The Tao of Searching: accuracy

Showing posts with label accuracy. Show all posts

Monday, April 23, 2007

Skewed Survey's: or Lies, Damn Lies, and Statistics

MSNBC has put up a web page entitled "About our Live Votes and surveys: How 1,000 people can be more representative than 200,000"
http://www.msnbc.msn.com/id/3704453/

This is an important addition to the discussion about information literacy. It is a concise and informative article about how polls, surveys, and online votes can differ greatly in results even on the same topic and with the same questions. It is also gratifying to see a major media outlet not only to be so circumspect about how they present information, but to also be open about it with the public. Some of the more interesting statements include:

One week in the middle of the Clinton-Lewinsky scandal, more than 200,000 people took part in an MSNBC Live Vote that asked whether President Clinton should leave office. Seventy-three percent said yes. That same week, an NBC News-Wall Street Journal poll found that only 34 percent of about 2,000 people who were surveyed thought so.

To explain the vast gap in the numbers in this and other similar cases, it is necessary to look at the difference in the two kinds of surveys.

While a poll of 100 people will be more accurate than a poll of 10, studies have shown that accuracy begins to improve less at about 500 people and increases only a minor amount beyond 1,000 people.

Random selection of those polled is necessary to ensure a broad representation of the population at large.

To begin with, the people who respond choose to do so — they are not randomly selected and asked to participate, but instead make the choice to read a story about a certain topic and then vote on a related question.
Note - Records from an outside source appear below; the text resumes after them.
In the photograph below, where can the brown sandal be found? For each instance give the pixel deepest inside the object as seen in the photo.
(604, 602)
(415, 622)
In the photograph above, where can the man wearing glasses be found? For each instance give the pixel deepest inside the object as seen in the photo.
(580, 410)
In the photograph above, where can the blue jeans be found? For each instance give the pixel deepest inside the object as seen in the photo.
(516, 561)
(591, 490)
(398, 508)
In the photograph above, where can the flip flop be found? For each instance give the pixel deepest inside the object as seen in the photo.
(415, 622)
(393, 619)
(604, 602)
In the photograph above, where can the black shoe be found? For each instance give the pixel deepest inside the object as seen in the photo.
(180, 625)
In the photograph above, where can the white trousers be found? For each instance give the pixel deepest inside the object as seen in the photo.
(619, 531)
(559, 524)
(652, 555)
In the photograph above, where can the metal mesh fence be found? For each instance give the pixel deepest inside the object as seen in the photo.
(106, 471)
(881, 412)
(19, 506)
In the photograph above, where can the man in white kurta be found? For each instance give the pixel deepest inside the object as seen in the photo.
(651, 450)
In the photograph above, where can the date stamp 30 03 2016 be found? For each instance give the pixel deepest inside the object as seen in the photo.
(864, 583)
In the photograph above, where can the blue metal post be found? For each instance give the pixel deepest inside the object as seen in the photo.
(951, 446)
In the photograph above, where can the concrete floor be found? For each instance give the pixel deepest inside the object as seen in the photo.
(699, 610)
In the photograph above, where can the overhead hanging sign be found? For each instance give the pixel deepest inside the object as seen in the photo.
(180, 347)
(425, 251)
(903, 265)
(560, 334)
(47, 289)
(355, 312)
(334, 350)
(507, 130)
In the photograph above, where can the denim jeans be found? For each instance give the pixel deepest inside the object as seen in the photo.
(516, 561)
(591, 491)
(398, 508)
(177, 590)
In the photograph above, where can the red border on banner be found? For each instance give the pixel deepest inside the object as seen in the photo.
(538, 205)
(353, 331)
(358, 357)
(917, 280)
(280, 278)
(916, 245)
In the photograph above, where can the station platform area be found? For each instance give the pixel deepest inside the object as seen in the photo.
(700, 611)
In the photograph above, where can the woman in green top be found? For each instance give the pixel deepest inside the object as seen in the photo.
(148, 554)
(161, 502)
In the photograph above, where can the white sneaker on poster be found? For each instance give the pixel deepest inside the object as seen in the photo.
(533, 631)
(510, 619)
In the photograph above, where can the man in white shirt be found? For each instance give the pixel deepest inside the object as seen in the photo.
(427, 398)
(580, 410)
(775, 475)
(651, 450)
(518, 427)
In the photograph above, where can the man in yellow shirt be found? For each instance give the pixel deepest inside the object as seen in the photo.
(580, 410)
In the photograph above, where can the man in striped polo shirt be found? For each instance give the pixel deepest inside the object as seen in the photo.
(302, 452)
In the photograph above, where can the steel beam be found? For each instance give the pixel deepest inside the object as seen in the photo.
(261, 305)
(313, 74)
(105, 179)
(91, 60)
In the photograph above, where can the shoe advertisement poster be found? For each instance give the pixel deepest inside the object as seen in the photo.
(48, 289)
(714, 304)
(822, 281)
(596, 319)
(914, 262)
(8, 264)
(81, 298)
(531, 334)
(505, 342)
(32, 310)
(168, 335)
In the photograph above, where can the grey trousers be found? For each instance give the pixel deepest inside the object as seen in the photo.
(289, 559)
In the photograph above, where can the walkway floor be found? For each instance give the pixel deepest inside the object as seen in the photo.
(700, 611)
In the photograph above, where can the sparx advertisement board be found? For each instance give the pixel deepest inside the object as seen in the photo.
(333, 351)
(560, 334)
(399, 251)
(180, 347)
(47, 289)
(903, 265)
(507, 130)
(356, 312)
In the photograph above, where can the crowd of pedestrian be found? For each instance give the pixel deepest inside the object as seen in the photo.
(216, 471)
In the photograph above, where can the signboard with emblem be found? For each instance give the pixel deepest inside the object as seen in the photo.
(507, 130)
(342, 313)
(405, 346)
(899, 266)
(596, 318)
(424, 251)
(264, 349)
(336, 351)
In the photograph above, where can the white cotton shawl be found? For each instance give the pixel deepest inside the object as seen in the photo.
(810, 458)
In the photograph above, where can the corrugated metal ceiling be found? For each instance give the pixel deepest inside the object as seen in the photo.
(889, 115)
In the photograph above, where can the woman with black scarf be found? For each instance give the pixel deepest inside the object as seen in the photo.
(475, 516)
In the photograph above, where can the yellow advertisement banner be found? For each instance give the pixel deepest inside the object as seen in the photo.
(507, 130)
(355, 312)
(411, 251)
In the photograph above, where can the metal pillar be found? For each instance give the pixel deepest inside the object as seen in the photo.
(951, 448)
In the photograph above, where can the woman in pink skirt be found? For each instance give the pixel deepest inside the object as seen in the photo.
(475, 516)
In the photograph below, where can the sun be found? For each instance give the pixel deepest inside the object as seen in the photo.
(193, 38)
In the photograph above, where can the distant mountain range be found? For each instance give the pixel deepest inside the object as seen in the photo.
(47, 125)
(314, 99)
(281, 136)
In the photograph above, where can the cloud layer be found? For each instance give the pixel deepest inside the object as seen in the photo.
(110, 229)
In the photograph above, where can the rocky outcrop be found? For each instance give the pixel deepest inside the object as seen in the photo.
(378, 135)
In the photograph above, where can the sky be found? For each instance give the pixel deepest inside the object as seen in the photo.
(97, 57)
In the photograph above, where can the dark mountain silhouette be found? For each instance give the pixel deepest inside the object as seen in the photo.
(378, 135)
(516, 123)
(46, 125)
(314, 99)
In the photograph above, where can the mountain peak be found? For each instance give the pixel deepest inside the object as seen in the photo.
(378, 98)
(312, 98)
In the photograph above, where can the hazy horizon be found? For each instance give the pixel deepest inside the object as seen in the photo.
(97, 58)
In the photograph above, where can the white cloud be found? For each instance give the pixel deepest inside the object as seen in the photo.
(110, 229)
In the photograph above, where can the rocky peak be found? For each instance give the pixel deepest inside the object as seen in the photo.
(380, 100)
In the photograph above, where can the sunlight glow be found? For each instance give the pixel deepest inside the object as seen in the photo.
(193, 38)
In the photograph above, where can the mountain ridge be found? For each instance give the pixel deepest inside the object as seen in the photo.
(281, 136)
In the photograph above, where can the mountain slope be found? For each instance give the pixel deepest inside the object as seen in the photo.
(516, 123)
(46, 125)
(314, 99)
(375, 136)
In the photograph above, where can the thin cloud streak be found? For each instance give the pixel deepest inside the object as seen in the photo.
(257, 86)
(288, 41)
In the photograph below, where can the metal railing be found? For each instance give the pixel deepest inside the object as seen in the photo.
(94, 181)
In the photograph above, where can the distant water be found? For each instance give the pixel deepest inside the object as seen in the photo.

There is thus no guarantee that the votes would reflect anything close to a statistical sample...

This is a good and brief explanation about statistical sampling and reliability that I think would be useful for everybody to review. It is a good reminder of things we tend to forget. To many of us these may seem obvious, however it is easy when reading an article, book or web site for us to just accept the statistics offered without considering the way they were collected and the context in which they are delivered. With plethora of information providers both ethical and less ethical it is now more important than ever to check the sources and verify information with separate and independent resources.

Tuesday, January 9, 2007

A Little More Wikipedia before we discuss research uses

From Shout Blog

Mediocre Top Ten List

I was reading an interesting bit in Chris Anderson’s The Long Tail about how top 10 lists of things that are spread thinly across multiple categories tend to be banal. His primary example is that of top 10 lists of artists from all genres. ... such a list–it’s simply a jumble of popular artists....

... I was reminded of a top 10 contest two my friends and I played ... in college. We had decided to create a list of the best songs of all time. We would each come up with 10 songs that we felt would make the list, and we would go down the line and eliminate songs from each others’ lists until we only had 10 left–presumably, the 10 best.

We were really excited, as if the final list would be a miracle list straight from the heavens.

We quickly went to the task of whittling down the 3 lists. One person would exclaim, “No way that song would ever be on my list. That’s out!” And thus, this went on ....

But, as the number of songs dwindled, we began to notice something. .... It started to look like a Billboard music chart.

We were horrified. .... Our tastes are eclectic and niche. The last thing we wanted was a final list that mirrored the pop charts.

The real problem underlying it all was that our tastes were different enough to cause a “graying” of the final list. Combining our tastes into one list resulted in a bland popular songs list, without any artists that delved deeply into a genre...."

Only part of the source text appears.